Après son premier film, In The Family, le réalisateur indépendant américain Patrick Wang revient avec un second long métrage intitulé Les Secrets des Autres auquel on préférera nettement son titre original The Grief of others (Le Chagrin des Autres), plus approprié.
John et Ricky, et leurs deux enfants Paul et Biscuit ont l’apparence d’une famille heureuse et sans problème. Oui mais voilà, Biscuit sèche l’école, Paul est victime des moqueries de ses camarades et se referme sur lui-même et leurs deux parents impuissants, voient leur couple se décomposer. Pourtant, chacun fait mine de ne pas s’apercevoir des problèmes des autres et la vie suit tant bien que mal son cours. Le retour au bercail de Jessica, née du premier mariage de John, fait resurgir des tensions trop longtemps enfouies, d’autant plus qu’elle est enceinte.
Toujours aussi appliqué et sobre, Patrick Wang continue son exploration des drames familiaux. Cette fois ci ce n’est plus le statut de parents qui l’intéresse, il se focalise sur la lente implosion d’une famille comme avait pu l’être celle des Burnhamm dans American Beauty. À la décadence magnifique de Sam Mendes, Patrick Wang préfère brouiller les cartes et ne fait souvent qu’effleurer le malaise qui pèse de manière incompréhensible sans le nommer.
Les protagonistes déploient une sensibilité rare accentuée par la mise en scène sobre du réalisateur. La succession de plans fixes (une marque déposée chez Patrick Wang) participe à la construction du récit. À l’aide de flashbacks savamment distillés, Wang éclate la narration classique pour faire resurgir les démons qui hantent cette famille. Il multiplie les dispositifs et expérimente.
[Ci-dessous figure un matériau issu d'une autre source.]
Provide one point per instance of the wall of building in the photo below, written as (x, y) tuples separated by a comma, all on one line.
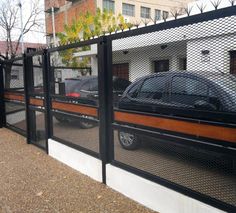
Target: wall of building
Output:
[(168, 5), (68, 11), (218, 57), (141, 61)]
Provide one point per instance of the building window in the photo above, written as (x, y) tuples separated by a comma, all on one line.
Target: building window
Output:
[(15, 75), (182, 64), (145, 12), (109, 5), (157, 15), (165, 14), (233, 62), (128, 9)]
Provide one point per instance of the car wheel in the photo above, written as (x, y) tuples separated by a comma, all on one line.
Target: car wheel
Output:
[(128, 140)]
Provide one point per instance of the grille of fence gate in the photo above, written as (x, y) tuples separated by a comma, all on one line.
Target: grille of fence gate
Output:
[(157, 101)]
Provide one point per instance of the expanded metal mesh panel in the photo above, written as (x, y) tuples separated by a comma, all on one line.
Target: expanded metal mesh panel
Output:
[(75, 96), (15, 115), (14, 75), (37, 74), (37, 124), (183, 85)]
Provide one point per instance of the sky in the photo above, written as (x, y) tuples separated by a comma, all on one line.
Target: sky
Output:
[(36, 35)]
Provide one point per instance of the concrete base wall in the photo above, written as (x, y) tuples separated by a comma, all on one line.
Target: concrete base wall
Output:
[(79, 161), (152, 195)]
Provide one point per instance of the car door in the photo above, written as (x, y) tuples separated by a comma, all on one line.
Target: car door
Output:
[(186, 91), (151, 94)]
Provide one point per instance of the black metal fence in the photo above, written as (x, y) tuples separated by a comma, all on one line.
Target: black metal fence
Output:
[(158, 101)]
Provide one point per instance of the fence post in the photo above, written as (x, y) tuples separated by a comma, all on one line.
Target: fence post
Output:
[(47, 100), (105, 102), (2, 104)]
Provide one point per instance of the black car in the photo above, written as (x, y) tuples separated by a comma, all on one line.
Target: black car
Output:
[(85, 90), (182, 94)]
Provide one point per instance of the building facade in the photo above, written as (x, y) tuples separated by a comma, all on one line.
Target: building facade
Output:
[(132, 10)]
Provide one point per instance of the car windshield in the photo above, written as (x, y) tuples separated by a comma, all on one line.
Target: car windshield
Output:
[(71, 85)]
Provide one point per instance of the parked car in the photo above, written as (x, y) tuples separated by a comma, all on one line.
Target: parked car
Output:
[(85, 90), (182, 94)]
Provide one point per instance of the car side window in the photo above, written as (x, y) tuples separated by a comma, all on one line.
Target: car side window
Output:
[(133, 92), (153, 88), (94, 85), (189, 86)]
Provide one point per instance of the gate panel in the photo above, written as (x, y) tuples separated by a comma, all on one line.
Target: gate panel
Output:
[(74, 97), (14, 95), (35, 99), (176, 124)]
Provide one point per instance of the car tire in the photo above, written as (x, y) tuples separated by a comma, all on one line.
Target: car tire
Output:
[(128, 140)]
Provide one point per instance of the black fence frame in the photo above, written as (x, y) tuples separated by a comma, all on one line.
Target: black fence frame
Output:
[(106, 143)]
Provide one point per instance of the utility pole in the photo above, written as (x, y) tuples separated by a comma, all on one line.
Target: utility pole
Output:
[(53, 27), (21, 18)]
Son montage dégage une fraîcheur communicative et donne envie de connaître la suite. Alors même si ses tâtonnements ne sont pas toujours couronnés de réussite, ils nous donnent une intimité bien plus importante avec les personnages que n’importe quelle manifestation d’émotion.
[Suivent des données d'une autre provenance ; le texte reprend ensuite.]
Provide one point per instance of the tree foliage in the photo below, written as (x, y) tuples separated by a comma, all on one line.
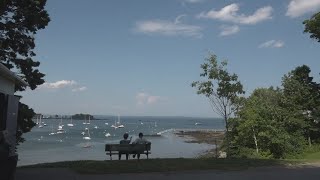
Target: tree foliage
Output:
[(220, 87), (312, 26), (19, 22), (278, 122)]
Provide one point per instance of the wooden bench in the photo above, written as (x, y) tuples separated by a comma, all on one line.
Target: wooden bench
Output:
[(112, 149)]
Là où le récit prend une tournure intéressante, c’est dans la quête vers la rédemption de chacun (la petite qui fait des offrandes, le père qui a peur de rentrer affronter sa femme). Et toujours en toile de fond, ces images qui s’affichent, superposées sur le visage des protagonistes. On traverse leur drame familial comme si c’était le nôtre, et c’est là toute la force du réalisateur américain. Il nous touche !
Les Secrets des Autres captive autant qu’il fascine, malgré le sentiment que le réalisateur n’a pas exploité jusqu’au bout le potentiel de cette famille disparate et si attachante. Une réussite qui confirme le potentiel du cinéma indépendant américain à toujours se renouveler.